I've been working on git support for Mozilla's build infrastructure over the past while.
RelEng's current model for creating our build machines is to create a homogeneous set of machines, each one capable of doing any type of build. This means that build machines can be doing a debug mozilla-central linux64 build one minute, and then an opt mozilla-b2g18 panda build the next. This model has worked well for us for scalability and load balancing: machines run on branches where there's currently activity, and we can focus our efforts on overall capacity. It's a huge improvement over the Firefox 2.x and 3.0 days where we had only one or two dedicated machines per branch!
However, there are challenges when using this model. We need to be reasonably efficient with disk space since the same disk is shared between all types of builds across all branches. We also need to make build setup time as quick as possible.
For mercurial based builds we've developed a utility called hgtool that manages shared local copies of repositories that are then locally cloned into each specific build directory. By using hg's share extension, we are able to save quite a bit of disk space and also have efficient pulling/cloning operations. However, because of the way Mozilla treats branches in hg (where each branch is in a separate repo), we need to keep each local clone of gecko branches separate from each other. We have a separate local clone of mozilla-central and another of mozilla-inbound. (although, maybe we could use bookmarks to keep them distinct in the same local repo...hmmm...)
What about git?
git's branches are quite different from mercurial's. Everything depends on "refs", which are names that refer to specific commit ids. It's actually possible to pull in completely unrelated git repositories into the same local repository. As long as you keep the refs from different repositories separate, all the commits and metadata coexist happily. In contrast, mercurial uses metadata on each commit to distinguish branches from each other. Most commits in the various gecko repositories are on the "default" branch. This makes it harder to combine mozilla-central and mozilla-inbound into the same repository without using some other means to keep each repository's "default" branch separate.
This gave me a crazy idea: what if we kept one giant shared git repository on the build machines that contained ALL THE REPOS.
We have a script called gittool that is the analog of hgtool. I modified it to support b2g-style xml manifests, and pointed it at a local shared repository and let it loose. It works!
I noticed that the more repositories were cloned into the shared repository, the longer it took to clone new ones. Repositories that normally take 5 seconds to clone were now taking 5 minutes to fetch the first time into the shared repository. What was going on?

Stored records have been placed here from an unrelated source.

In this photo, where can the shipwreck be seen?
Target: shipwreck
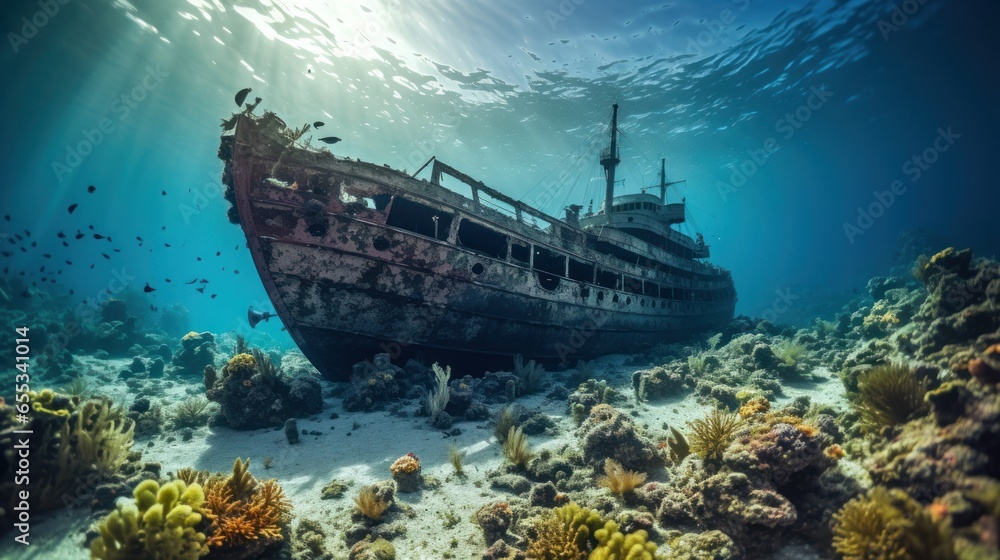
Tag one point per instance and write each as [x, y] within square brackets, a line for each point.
[359, 258]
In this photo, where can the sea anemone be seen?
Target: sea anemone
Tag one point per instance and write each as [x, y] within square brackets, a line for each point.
[711, 435]
[889, 395]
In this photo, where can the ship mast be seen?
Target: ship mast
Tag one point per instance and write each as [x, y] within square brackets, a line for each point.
[663, 181]
[610, 160]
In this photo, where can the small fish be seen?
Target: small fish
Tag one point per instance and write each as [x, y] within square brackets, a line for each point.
[241, 96]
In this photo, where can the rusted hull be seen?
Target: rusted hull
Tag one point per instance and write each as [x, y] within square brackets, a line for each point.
[347, 285]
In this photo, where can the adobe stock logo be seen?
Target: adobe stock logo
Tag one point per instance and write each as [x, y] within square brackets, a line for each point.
[30, 26]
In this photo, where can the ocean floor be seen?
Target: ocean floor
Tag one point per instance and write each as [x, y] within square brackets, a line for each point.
[757, 441]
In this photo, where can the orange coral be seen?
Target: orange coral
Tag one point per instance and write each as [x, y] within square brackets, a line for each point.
[755, 406]
[406, 464]
[834, 452]
[236, 520]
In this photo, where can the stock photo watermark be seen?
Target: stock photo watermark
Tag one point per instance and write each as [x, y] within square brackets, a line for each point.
[913, 168]
[31, 25]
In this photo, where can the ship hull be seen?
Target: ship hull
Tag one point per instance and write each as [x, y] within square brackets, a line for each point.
[347, 283]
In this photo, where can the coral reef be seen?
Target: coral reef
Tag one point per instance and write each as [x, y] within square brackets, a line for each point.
[254, 394]
[163, 523]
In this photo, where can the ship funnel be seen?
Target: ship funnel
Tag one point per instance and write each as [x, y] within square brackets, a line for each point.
[255, 317]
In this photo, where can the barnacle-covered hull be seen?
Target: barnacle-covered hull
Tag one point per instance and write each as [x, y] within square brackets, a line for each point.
[359, 259]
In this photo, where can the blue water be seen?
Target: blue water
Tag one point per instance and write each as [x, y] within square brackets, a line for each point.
[783, 121]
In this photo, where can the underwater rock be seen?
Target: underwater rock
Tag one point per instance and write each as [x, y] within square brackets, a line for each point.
[197, 351]
[406, 473]
[373, 384]
[659, 382]
[253, 393]
[607, 433]
[494, 519]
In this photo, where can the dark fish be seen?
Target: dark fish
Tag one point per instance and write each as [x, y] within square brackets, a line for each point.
[241, 96]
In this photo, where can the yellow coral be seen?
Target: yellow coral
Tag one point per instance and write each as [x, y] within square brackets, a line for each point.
[616, 546]
[565, 535]
[244, 363]
[406, 464]
[619, 480]
[162, 523]
[754, 406]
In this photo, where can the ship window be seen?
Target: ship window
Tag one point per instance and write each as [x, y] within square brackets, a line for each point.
[651, 289]
[520, 253]
[584, 272]
[482, 239]
[550, 261]
[633, 285]
[418, 218]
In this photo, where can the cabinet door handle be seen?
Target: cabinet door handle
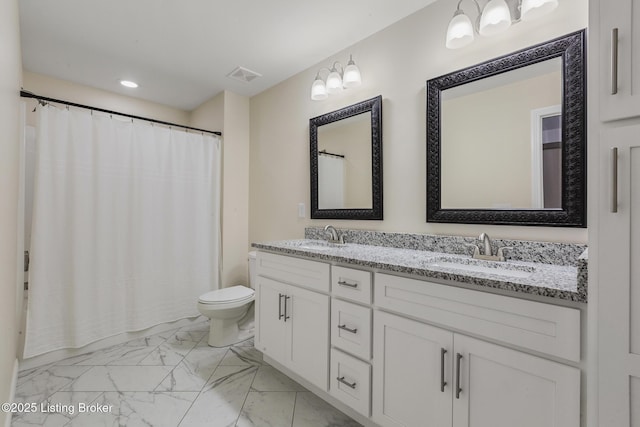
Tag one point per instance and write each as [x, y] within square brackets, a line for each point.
[614, 179]
[614, 61]
[286, 298]
[345, 328]
[347, 284]
[442, 381]
[348, 384]
[458, 389]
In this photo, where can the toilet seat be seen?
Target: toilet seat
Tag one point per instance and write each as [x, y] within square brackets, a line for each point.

One clue was that there are over 144,000 refs across all the b2g repositories. The vast majority of these are tags...there are only 12k non-tag refs.
I created a test script to create new repositories and measure how long it took to fetch them into a shared repository. The most significant factor affecting fetch speed was the number of refs! The new repositories each had 40 commits, and I created 100 of them. If I created one tag per commit then fetching a new repository into the shared repo added 0.0028s. However if I created 10 tags per commit then fetching the new repositories into the shared repo added 0.0113s per repo.
For now I've given up on the idea to have giant local shared repositories, and have moved to a model that keeps each repository separate, like we do with hg. Hopefully we can revisit this later to avoid having multiple copies of related repositories cloned on the same machine.